By building panels that could interlock somewhat like LEGO pieces, teams of eight to twelve people could build a home in one day. Students from high schools that Tom had assisted by funding FIRST robotics teams were invited to send groups of students to Ensenada to build homes. Loyola is proud to have been one of the schools that made an annual visit to assist in this inspiring initiative. Unfortunately, due to health reasons the Pirellis had to stop their operations in Mexico after six years and 66 homes were built for homeless families.

Always willing to take up a challenge, the Pirelli’s have been very busy throughout the pandemic. Because of the increased demand on food banks they built a hydroponic system on their property to grow tomatoes and lettuce. They then rented their next door neighbour’s one acre backyard and grew cauliflower, cabbage, broccoli, kale, beans, peas and tomatoes for the local food banks during the Florida winter growing season.
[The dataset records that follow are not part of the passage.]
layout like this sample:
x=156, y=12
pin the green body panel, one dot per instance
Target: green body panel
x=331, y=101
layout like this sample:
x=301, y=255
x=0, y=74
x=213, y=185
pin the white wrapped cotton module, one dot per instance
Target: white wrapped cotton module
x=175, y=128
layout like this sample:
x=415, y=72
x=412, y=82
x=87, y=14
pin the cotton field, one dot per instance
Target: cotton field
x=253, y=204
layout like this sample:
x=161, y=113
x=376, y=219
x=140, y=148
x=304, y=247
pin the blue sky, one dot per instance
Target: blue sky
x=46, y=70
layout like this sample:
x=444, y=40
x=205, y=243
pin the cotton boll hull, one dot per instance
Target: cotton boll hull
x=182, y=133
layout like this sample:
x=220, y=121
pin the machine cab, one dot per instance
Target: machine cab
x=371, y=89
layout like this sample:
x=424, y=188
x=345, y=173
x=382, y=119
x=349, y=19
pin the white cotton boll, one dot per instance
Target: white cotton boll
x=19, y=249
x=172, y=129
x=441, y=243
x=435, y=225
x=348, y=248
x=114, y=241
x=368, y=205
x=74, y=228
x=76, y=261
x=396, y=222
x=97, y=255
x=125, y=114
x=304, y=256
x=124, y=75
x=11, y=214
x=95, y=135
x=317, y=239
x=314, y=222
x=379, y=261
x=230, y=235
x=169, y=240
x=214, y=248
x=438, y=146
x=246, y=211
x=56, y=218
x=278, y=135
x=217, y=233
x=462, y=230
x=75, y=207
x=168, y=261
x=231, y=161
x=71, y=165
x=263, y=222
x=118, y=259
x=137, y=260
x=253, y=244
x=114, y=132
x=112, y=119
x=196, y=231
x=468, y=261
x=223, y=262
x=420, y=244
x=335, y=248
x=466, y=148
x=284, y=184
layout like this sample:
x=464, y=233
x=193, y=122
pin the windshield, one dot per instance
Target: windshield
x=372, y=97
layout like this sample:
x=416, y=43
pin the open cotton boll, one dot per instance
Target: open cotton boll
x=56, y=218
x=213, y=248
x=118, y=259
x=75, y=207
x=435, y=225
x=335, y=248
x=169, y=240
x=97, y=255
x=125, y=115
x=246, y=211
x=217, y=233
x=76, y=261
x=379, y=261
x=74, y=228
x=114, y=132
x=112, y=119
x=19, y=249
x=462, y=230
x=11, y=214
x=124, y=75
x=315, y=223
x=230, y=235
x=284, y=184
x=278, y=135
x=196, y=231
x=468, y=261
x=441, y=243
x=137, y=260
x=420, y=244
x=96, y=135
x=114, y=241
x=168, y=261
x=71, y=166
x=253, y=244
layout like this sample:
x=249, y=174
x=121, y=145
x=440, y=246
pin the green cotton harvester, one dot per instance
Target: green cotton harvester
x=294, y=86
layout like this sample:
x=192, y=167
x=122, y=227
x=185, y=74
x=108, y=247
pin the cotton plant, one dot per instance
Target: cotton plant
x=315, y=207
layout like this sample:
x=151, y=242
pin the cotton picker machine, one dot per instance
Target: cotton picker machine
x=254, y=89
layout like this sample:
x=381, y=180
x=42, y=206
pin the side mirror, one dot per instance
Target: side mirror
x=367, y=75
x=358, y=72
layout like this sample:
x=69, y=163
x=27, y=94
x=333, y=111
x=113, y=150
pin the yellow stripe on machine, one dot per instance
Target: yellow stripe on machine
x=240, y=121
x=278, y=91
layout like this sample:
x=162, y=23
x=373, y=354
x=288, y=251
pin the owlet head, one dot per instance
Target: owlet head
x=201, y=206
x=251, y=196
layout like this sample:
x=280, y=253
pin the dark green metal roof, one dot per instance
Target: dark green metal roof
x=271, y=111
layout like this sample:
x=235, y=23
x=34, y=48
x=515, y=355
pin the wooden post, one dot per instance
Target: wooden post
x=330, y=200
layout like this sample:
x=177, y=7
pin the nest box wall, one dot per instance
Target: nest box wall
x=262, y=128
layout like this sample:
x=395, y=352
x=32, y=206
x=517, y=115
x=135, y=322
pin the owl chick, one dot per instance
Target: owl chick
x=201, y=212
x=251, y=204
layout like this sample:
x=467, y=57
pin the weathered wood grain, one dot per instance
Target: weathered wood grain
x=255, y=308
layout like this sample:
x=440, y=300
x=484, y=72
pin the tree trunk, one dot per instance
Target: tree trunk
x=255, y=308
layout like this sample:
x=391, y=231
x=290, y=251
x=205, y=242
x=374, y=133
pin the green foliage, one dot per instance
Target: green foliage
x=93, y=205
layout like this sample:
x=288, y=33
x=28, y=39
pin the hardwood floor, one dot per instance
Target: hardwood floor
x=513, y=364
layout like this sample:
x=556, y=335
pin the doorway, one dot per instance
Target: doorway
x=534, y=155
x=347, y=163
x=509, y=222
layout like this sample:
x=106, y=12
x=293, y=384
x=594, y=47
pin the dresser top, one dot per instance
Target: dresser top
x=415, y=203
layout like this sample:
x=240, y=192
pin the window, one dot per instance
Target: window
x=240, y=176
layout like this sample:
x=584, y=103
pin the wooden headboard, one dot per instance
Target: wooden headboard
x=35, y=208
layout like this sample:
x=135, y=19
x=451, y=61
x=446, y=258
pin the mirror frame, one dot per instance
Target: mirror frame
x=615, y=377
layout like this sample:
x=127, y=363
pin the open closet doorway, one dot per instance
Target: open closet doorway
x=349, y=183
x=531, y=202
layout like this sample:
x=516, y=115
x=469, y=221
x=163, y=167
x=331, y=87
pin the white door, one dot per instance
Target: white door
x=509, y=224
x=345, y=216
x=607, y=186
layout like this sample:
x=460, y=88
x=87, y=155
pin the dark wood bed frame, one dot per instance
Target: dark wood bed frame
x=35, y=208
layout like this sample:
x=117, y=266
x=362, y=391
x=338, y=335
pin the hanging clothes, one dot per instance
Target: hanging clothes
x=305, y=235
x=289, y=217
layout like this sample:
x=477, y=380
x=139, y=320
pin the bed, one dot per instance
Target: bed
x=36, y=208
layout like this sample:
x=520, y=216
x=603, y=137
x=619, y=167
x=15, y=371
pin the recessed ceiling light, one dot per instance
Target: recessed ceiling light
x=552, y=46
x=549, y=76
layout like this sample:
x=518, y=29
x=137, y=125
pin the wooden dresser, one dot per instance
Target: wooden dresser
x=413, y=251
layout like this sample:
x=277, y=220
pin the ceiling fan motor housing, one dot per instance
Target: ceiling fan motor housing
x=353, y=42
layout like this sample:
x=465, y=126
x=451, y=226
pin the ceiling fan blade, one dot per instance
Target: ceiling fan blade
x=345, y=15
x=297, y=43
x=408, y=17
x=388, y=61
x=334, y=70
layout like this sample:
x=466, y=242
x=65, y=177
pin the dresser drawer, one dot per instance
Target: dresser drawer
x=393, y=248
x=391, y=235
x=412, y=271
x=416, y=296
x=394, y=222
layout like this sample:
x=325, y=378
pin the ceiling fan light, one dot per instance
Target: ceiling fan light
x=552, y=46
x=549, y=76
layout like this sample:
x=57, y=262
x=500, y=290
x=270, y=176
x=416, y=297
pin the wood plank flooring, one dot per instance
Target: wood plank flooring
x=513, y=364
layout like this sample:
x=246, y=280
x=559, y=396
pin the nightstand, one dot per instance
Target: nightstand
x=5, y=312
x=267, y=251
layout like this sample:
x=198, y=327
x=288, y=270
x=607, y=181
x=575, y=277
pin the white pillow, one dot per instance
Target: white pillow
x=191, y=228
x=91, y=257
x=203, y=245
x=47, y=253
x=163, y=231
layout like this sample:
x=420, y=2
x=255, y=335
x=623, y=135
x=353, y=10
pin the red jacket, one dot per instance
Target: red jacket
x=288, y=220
Realizing the challenges that communities are now facing in helping the homeless, Tom has resurrected his designs for a waterless toilet that he had installed in the homes in Ensenada. He is at the stage where he is seeking city government’s approvals. Once approved, he plans to provide these toilets at no cost to the communities that are most in need of help with the sanitation issues associated with homeless communities in parks, alleys, underpasses and vacant lots.

Tom is very proud of his Loyola education and the one thing that he mentions most often is how impactful that education was in making him conscious of those who are most in need of help. He is a fine example of what Loyola means when it talks of being a man for others.